Like, what have you shipped? What’s in production? How are your customers benefiting?
We have a really solid agentic framework now. The eval harness is best-in-class internally. We rebuilt the orchestrator twice. We’re on our third vector store.
Right, but what does it do?
It’s a platform. A foundation.
For what?
Future use cases.
Has it generated any revenue?
Not directly. But the team has gotten really sharp at MCP server architecture.
Has anyone outside your team used it?
We did a brown bag.
How long have you been working on this?
Fourteen months.
My docs are already in markdown. I’ll just reference them in the system prompt. I’ll build with Claude Code and call it a day.
That might work for you. It would never work for us.
Why not?
Our CEO said we’re an AI-first company. You can’t walk into planning with “I put markdown in a prompt.” Where’s the platform? Where are the agents? What do we put on the slide?
I’m not sure “create an over-engineered platform filled with tools” is what they meant.
Then where do the agents go?
Wherever the customer’s problem requires them. Not one step earlier.
That sounds like regular engineering. Plus, how will I increase my token usage?
Token usage?
We’re expected to spend a certain amount on tokens per month. We even have an internal leaderboard on which developer has the highest LLM token usage
Are you measuring return on investment for those tokens?
What do you mean?
Spending money on tokens for the sake of token usage makes no sense. What value does it bring to the business?

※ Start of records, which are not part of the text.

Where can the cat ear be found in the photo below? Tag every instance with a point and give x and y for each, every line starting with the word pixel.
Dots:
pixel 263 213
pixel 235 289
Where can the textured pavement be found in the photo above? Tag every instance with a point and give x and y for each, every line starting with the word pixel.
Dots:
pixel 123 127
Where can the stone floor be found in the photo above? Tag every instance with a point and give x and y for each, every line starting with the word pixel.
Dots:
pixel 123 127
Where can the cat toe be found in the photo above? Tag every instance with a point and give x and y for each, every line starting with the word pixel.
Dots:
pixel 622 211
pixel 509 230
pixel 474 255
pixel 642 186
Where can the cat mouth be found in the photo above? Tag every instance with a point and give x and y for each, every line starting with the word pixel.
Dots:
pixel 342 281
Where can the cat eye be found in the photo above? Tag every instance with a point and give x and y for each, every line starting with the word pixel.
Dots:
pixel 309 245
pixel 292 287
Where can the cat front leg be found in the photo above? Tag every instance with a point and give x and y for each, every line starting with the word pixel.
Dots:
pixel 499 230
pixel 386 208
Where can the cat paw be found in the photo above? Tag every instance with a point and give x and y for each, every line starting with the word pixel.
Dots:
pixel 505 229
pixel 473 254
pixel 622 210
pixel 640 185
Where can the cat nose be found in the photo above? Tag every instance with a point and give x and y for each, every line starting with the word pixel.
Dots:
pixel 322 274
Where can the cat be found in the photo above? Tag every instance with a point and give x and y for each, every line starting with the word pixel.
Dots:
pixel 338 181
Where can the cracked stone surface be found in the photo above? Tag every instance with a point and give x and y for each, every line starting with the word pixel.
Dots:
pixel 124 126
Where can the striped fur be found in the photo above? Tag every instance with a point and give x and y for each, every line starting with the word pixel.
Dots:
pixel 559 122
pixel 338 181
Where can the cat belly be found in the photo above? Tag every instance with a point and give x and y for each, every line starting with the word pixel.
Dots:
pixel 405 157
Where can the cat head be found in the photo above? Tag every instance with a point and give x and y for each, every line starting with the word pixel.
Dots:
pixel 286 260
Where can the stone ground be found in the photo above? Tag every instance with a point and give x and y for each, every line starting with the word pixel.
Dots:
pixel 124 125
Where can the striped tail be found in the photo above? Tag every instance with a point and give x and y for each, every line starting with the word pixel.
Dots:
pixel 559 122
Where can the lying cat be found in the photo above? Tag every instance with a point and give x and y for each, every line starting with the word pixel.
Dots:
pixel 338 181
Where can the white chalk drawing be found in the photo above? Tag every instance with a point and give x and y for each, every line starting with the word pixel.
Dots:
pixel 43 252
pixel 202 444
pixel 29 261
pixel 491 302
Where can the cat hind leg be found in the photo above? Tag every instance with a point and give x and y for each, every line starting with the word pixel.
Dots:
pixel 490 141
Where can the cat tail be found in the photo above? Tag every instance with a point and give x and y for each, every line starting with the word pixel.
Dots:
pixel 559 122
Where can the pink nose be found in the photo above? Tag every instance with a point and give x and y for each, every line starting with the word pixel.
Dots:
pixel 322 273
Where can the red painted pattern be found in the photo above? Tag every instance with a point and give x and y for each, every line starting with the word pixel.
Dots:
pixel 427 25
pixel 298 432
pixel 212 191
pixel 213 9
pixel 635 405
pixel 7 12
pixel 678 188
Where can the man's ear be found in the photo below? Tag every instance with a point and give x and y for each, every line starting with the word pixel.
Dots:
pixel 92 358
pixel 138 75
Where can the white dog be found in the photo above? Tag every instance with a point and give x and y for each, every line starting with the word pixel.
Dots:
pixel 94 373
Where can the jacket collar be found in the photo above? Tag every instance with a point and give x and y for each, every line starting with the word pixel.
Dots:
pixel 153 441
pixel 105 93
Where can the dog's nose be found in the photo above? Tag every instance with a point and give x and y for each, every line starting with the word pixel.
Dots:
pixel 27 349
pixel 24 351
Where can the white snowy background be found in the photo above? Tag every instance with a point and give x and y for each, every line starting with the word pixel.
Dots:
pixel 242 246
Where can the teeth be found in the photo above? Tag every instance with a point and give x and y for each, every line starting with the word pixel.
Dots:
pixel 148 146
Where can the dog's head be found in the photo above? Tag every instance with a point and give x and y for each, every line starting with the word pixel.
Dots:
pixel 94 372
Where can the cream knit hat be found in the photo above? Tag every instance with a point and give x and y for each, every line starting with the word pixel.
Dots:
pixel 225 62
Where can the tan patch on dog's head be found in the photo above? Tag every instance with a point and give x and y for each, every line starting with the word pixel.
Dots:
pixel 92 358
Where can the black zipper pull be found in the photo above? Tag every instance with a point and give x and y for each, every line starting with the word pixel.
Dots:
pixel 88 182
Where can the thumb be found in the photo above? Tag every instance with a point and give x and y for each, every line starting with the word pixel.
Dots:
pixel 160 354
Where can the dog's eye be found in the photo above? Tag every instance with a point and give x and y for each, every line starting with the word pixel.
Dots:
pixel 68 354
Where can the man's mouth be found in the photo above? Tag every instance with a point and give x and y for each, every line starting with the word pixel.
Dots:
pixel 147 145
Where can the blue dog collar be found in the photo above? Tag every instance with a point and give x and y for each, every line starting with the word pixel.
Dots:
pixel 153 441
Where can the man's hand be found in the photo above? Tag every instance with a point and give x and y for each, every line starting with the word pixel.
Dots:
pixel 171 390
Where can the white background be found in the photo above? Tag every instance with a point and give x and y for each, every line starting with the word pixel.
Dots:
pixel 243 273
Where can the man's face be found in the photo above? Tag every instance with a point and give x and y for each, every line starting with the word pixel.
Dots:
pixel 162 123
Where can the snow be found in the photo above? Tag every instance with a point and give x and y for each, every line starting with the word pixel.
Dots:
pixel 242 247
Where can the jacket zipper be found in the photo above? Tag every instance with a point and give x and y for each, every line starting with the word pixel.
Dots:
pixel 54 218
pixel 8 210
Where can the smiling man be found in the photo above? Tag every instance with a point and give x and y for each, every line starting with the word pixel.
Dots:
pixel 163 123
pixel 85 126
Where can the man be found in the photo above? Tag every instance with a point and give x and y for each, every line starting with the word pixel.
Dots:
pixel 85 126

It’s part of our AI-first strategy. More token usage means higher AI adoption. I gotta show I’m embracing AI by pumping my token usage
That sounds expensive. How do you measure the value added from your token usage?
Pffft “tOkEnS aRe ExPeNsIvE”. You sound like a luddite. I used 20 billion tokens last month
What did you build with 20 billion tokens?
A dashboard showing that I used 20 billion tokens.
So you used tokens to build a dashboard about using tokens?
That’s the adoption flywheel.
This was inspired by Jose Aguinaga and his article How it feels to learn JavaScript in 2016. Ten years later, we’re doing the same thing. History doesn’t repeat itself, but it rhymes.